Tangan Miranda tak kunjung menyentuh cangkir teh. Pikirannya tertuju ke seraut wajah yang selama ini ia coba lupakan. Setelah sekian lama wanita itu berusaha melarikan diri, menghindar dan terus menghindar, hingga akhirnya dia pun lupa pernah memiliki perasaan semacam itu. Tanpa diduga lelaki itu datang dan mengguncang dunia Miranda. Seorang manusia bernama Morgan muncul dan menghancurkan ilusi yang diciptakan Miranda.

Pertanyaannya: Kenapa harus sekarang?

Bukannya Miranda menyesali rasa yang dulu ia miliki kepada Morgan. Tak sekalipun wanita itu menghujat Cupid yang telah menembakkan panah asmara ke jantungnya. Dia tahu Morgan bukanlah pasangan yang ditakdirkan untuknya. Mereka berdua tak akan pernah bisa bersama-sekarang, esok, dan untuk selamanya.

Menghela napas, Miranda mengembuskan seluruh kekecewaannya. Mia dan Nayla, kedua sahabatnya itu telah menemukan pelabuhan hati. Sementara Miranda masih terjebak di masa lalu. Oke, ralat, Miranda tengah berjuang melepaskan diri dari masa lalu. Sejauh apa pun dia berlari menghindar. Sialnya, masa lalu bernama Morgan itu selalu menemukan cara untuk menarik Miranda kembali ke titik awal.

Angin berembus pelan, menjatuhkan beberapa helai daun mangga. Miranda mengabaikan hawa sejuk yang membelai pipinya. Kini ia hanya menggantungkan pendapatan dari menulis. Jauh sebelum dia diterima di Intermezzo, Miranda telah memiliki pekerjaan sampingan sebagai penulis novel. Tentu saja Miranda tak menggunakan nama asli. Dia hanya ingin menuliskan kegundahannya. Seluruh rasa yang tak mampu Miranda ucapkan akhirnya berubah wujud menjadi rangkaian kata dalam sebuah buku. Sanon, teman semasa kuliah, menawari Miranda untuk menerbitkan tulisannya. "Ya," katanya. "Asalkan namaku disamarkan."
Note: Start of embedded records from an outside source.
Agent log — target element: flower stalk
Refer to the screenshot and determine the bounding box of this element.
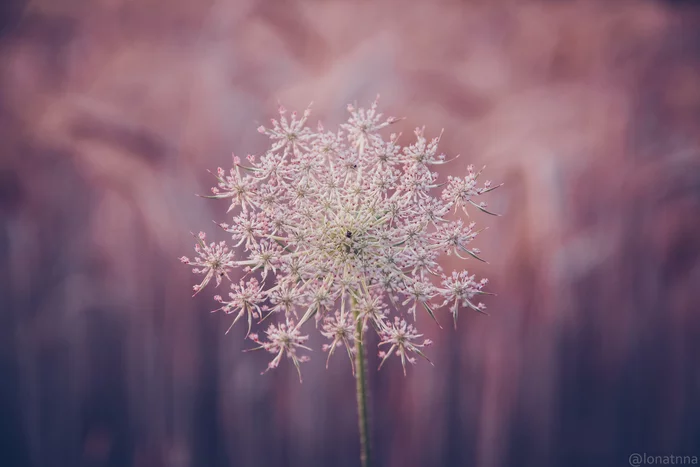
[353,303,372,467]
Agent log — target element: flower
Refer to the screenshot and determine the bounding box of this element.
[379,316,433,375]
[180,232,234,295]
[183,100,500,378]
[321,311,356,375]
[249,321,311,382]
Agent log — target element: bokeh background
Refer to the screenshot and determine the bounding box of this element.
[0,0,700,467]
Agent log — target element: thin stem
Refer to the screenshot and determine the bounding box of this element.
[353,306,372,467]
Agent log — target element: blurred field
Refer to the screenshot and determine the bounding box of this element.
[0,0,700,467]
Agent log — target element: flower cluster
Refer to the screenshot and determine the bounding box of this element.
[181,100,498,378]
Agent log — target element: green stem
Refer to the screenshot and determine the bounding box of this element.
[353,307,372,467]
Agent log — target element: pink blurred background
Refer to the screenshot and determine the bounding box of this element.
[0,0,700,467]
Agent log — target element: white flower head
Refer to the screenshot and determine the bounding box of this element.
[182,100,499,378]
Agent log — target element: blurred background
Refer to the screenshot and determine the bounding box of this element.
[0,0,700,467]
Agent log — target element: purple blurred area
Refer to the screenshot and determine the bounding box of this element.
[0,0,700,467]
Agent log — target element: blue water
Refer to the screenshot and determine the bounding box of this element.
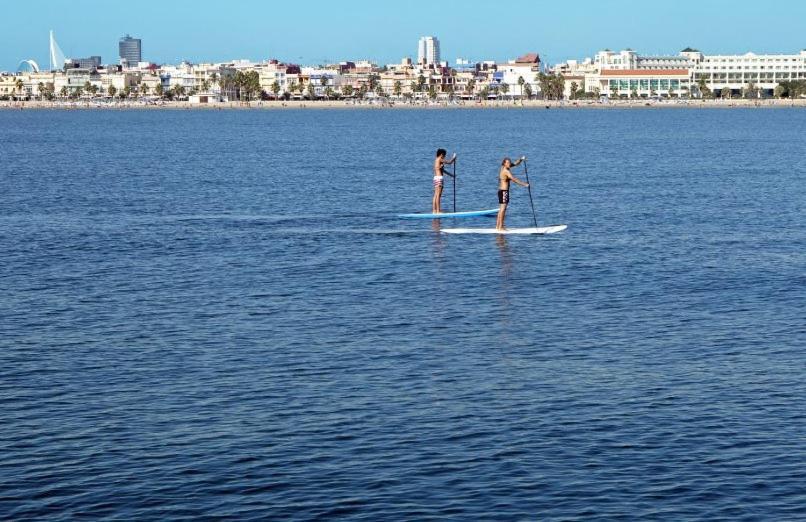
[0,109,806,521]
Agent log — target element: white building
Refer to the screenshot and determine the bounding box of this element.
[692,51,806,95]
[417,36,442,65]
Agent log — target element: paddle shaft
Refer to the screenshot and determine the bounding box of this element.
[523,160,537,228]
[453,158,456,213]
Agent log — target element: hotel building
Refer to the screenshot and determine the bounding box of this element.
[417,36,440,65]
[691,50,806,95]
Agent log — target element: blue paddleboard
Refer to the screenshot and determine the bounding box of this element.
[397,208,498,219]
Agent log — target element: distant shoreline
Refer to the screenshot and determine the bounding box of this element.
[0,99,806,111]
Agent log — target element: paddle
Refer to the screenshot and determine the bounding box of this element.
[523,156,537,228]
[453,158,456,213]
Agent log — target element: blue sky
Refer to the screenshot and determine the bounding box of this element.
[0,0,806,70]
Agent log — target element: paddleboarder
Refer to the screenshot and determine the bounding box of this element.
[431,149,456,214]
[495,156,529,230]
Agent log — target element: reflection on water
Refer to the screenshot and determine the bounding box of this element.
[495,234,512,281]
[431,219,445,261]
[495,234,513,331]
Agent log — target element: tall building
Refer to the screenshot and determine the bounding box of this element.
[417,36,440,65]
[118,34,143,67]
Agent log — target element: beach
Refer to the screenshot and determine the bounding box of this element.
[0,99,806,110]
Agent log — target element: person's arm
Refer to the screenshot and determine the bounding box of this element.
[507,171,529,187]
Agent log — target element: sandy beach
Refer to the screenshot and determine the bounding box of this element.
[0,99,806,110]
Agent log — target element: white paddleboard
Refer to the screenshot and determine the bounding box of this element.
[442,225,568,235]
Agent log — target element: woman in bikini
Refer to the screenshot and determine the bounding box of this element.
[495,156,529,230]
[431,149,456,214]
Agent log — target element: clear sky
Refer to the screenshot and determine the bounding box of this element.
[0,0,806,71]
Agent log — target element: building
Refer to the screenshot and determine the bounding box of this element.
[493,53,540,97]
[597,69,691,98]
[417,36,441,65]
[64,56,101,71]
[118,34,143,67]
[691,51,806,96]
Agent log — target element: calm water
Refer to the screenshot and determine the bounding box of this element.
[0,110,806,520]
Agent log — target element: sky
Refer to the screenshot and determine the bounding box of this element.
[0,0,806,71]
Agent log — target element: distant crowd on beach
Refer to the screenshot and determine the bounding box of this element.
[0,99,806,110]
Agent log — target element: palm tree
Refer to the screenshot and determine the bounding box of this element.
[417,74,425,92]
[697,78,713,98]
[571,82,579,100]
[500,83,509,97]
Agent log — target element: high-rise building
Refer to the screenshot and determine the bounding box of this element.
[118,34,143,67]
[417,36,440,65]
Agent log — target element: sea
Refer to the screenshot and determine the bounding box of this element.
[0,108,806,521]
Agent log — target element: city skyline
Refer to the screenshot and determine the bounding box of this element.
[0,0,806,71]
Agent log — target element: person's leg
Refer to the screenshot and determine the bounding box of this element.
[434,184,442,214]
[495,203,507,230]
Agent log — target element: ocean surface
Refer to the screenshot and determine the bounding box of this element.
[0,109,806,521]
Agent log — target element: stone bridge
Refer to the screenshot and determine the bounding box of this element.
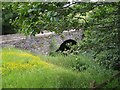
[0,29,82,54]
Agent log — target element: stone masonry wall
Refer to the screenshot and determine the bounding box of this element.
[0,30,82,55]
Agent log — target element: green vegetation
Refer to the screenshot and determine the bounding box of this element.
[1,2,120,88]
[1,48,118,88]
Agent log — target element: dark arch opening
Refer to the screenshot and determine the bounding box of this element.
[56,39,77,52]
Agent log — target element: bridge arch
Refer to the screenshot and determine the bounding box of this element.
[56,39,77,52]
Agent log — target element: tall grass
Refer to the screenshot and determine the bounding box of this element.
[0,48,118,88]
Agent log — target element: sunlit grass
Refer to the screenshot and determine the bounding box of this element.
[0,48,120,88]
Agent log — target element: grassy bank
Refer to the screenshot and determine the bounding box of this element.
[0,48,118,88]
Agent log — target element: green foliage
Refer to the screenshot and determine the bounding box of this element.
[0,48,119,88]
[80,2,120,70]
[2,2,17,34]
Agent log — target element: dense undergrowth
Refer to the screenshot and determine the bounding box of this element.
[0,48,120,88]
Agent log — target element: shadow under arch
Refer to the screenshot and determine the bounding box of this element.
[56,39,77,52]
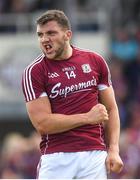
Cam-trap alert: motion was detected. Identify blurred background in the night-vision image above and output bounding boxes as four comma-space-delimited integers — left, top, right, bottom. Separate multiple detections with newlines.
0, 0, 140, 179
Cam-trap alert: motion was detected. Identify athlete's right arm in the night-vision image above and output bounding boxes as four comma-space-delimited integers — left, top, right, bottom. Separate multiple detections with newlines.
26, 96, 108, 135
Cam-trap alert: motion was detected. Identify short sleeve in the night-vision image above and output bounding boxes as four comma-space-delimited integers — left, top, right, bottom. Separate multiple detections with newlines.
22, 60, 47, 102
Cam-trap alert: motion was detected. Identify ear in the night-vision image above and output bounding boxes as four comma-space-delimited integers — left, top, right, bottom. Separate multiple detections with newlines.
65, 30, 72, 41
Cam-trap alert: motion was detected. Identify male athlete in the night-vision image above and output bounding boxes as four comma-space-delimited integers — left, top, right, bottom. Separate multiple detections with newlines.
22, 10, 123, 179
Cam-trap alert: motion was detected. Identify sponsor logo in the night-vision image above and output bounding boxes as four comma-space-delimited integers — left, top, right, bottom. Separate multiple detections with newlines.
82, 64, 92, 73
49, 76, 97, 99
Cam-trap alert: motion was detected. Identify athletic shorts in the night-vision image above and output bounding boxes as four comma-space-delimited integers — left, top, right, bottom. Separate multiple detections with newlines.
37, 150, 107, 179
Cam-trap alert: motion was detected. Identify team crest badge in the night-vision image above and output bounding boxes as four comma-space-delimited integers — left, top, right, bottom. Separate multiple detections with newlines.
82, 64, 91, 73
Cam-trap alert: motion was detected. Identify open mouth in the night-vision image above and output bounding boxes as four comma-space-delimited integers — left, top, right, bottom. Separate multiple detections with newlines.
44, 44, 53, 54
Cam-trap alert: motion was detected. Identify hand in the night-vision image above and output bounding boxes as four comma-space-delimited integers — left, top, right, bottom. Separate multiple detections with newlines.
87, 104, 108, 124
106, 151, 123, 174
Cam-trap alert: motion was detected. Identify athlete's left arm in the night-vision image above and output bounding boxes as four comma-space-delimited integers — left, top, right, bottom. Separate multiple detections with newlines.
99, 86, 123, 173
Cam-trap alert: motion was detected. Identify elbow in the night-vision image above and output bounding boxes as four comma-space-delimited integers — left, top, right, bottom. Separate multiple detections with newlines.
36, 123, 54, 135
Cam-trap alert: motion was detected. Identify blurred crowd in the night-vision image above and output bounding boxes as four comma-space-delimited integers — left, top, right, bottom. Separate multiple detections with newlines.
110, 28, 140, 179
0, 0, 140, 179
0, 132, 40, 179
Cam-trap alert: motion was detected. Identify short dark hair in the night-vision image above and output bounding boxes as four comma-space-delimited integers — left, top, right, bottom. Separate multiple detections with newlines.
36, 10, 71, 30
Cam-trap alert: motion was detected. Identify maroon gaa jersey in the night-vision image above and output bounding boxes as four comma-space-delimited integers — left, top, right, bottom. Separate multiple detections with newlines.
22, 47, 111, 154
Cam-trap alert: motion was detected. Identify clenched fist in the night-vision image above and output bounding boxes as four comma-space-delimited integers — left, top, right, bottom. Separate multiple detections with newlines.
87, 104, 109, 124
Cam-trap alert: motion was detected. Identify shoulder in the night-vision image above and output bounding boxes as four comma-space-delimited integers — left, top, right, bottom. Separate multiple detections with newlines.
73, 47, 106, 63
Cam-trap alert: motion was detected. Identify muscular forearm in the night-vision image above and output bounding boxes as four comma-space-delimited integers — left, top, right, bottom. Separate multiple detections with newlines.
28, 104, 108, 134
105, 107, 120, 152
37, 114, 87, 134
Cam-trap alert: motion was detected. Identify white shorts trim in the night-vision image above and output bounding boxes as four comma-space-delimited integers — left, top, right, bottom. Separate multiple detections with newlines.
38, 150, 107, 179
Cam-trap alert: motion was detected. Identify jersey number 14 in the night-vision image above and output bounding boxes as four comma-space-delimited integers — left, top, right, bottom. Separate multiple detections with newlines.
65, 71, 76, 79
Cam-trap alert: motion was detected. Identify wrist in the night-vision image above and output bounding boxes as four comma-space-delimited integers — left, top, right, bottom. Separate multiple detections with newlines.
108, 144, 119, 153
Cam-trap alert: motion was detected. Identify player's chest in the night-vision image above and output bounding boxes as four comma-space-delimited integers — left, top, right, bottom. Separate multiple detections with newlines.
45, 62, 100, 87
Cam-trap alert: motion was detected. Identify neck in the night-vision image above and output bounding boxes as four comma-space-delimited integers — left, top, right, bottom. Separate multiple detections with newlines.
55, 43, 73, 60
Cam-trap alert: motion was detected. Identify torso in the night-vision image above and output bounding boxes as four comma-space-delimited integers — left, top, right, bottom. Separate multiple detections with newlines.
24, 48, 110, 154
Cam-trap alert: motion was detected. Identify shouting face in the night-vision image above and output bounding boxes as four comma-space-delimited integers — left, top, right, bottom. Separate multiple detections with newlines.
37, 21, 72, 60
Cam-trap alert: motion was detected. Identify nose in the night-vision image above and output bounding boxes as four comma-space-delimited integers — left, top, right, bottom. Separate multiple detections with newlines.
41, 35, 50, 43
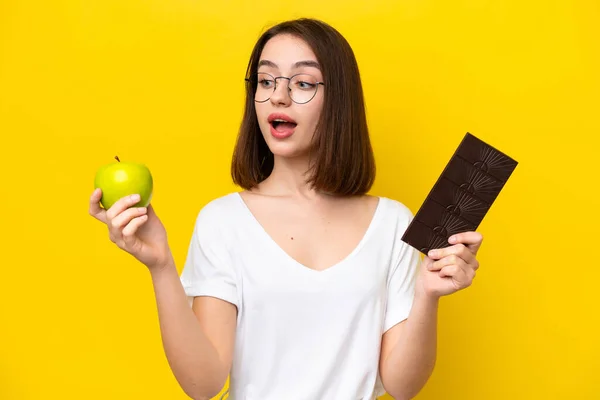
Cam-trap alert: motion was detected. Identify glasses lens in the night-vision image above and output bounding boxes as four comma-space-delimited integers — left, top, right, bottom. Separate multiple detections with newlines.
252, 72, 275, 102
290, 74, 319, 103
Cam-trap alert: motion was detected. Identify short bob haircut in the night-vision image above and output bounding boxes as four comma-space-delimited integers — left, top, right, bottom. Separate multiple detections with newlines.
231, 18, 375, 196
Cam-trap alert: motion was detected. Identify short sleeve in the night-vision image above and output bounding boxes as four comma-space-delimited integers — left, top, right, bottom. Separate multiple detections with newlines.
180, 207, 238, 307
383, 209, 421, 332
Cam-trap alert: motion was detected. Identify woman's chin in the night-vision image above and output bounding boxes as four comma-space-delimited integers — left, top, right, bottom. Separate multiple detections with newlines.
269, 143, 308, 159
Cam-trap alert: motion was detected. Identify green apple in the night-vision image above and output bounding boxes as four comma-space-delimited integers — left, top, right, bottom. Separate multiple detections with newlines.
94, 157, 153, 209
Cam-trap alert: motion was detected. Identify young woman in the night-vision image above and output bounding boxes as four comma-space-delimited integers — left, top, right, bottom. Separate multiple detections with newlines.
90, 19, 482, 400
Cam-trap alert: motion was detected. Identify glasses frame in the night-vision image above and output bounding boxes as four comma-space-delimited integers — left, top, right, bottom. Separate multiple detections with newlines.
244, 72, 325, 104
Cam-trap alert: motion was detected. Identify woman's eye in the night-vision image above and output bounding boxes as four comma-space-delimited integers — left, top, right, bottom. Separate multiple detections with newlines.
296, 81, 315, 90
258, 79, 273, 88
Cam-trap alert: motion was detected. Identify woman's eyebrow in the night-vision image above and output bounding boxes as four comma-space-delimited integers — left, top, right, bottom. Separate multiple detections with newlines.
258, 60, 321, 69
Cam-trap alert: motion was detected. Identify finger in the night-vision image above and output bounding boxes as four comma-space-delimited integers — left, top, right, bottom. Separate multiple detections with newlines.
448, 231, 483, 254
110, 207, 147, 229
438, 265, 475, 290
429, 254, 466, 271
89, 188, 106, 223
122, 214, 148, 245
106, 194, 140, 220
428, 243, 475, 264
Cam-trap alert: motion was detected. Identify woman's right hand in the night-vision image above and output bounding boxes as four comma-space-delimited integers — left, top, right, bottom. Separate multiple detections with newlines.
89, 189, 171, 269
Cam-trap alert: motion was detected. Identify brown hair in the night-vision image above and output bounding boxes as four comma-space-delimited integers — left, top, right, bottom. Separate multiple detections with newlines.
231, 18, 375, 196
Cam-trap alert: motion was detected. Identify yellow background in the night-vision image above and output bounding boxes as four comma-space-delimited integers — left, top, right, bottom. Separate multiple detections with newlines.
0, 0, 600, 400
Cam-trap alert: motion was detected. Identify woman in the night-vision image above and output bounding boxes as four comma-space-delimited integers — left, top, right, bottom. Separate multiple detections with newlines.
90, 19, 482, 400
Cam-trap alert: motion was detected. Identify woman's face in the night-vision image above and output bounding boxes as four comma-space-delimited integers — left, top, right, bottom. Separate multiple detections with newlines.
255, 35, 324, 157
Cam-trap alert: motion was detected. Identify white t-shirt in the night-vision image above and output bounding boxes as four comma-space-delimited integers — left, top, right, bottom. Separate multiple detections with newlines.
181, 193, 421, 400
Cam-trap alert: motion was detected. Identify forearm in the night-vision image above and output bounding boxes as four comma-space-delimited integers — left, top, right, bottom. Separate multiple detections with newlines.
151, 262, 227, 400
384, 293, 439, 400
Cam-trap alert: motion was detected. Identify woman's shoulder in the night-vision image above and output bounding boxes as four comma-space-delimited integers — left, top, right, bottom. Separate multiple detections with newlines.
190, 192, 240, 230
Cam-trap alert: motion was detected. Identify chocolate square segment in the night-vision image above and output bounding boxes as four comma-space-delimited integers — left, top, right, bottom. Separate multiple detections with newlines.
402, 132, 518, 254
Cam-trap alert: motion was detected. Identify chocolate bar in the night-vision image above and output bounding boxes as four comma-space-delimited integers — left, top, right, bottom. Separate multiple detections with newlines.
402, 132, 518, 254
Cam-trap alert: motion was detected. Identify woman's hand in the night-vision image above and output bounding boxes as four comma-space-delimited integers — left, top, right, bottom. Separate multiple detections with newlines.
418, 232, 483, 297
89, 189, 171, 269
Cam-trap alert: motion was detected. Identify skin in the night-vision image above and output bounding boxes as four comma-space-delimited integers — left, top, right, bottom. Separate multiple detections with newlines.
89, 35, 483, 399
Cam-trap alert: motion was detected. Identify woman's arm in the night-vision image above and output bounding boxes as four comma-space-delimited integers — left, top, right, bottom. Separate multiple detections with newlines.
150, 262, 237, 400
380, 286, 439, 400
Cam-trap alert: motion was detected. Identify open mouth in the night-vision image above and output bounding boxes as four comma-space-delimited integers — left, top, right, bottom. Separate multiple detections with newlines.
270, 119, 297, 132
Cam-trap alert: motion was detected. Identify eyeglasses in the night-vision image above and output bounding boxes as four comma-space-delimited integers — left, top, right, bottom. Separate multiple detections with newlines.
245, 72, 325, 104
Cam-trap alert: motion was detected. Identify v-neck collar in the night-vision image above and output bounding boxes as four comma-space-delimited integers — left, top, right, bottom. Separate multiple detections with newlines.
235, 192, 385, 274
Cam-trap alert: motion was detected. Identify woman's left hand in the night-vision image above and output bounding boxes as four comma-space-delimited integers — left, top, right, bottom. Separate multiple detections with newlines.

Pena Biru, itulah nama yang selama ini Miranda gunakan. Penjualan novelnya cukup menguntungkan. Lagi pula, Miranda tak perlu repot membanting tulang lantaran ia memiliki tabungan yang nominalnya terus bertambah. Uang yang dikirim oleh ayah kandung Miranda-laki-laki yang merasa uang mampu menyembuhkan rasa sakit Miranda.

Sebenarnya tak ada materi yang benar-benar bisa menyembuhkan luka hati.

Tidak. Pernah. Ada.

Miranda tak menolak. Dia tak peduli uang yang dikirimkan sang ayah tiap bulannya. Dia bahkan tak mau memberi tahu alamat apartemen yang ditinggalinya kepada sang ayah.

Memejamkan mata, Miranda teringat Morgan.

Pemakaman. Tanah bertabur bunga dengan nisan yang tertulis nama ibu Miranda. Dia masih mengenakan seragam SMA, tersungkur di makam-menangis, mengadu, dan mencurahkan kehilangannya. Lalu, di sampingnya ada Morgan yang juga masih mengenakan seragam SMA.

"Mira, jangan menangis," katanya sembari memeluk Miranda.

Air mata tak pernah surut. Seolah ada mata air kesedihan dalam diri Miranda yang tak bisa dibendung.

"Semua akan baik-baik saja," Morgan berusaha menenangkan.

Semua akan baik-baik saja.

Miranda membuka mata. Tatapannya kini terfokus ke rumpun mawar. Apa yang Morgan katakan hanyalah bualan belaka. Lelaki itu pembohong besar. Segala yang keluar dari mulutnya hanyalah tipu daya, tidak lebih. Cukup sekali Miranda memercayai Morgan. Kali ini, Miranda memilih mengabaikan keberadaan Morgan. Lelaki itu boleh saja mencoba menemukan Miranda. Silakan, dan Miranda akan berusaha menghindarinya. Tak ada lagi yang namanya kesempatan kedua.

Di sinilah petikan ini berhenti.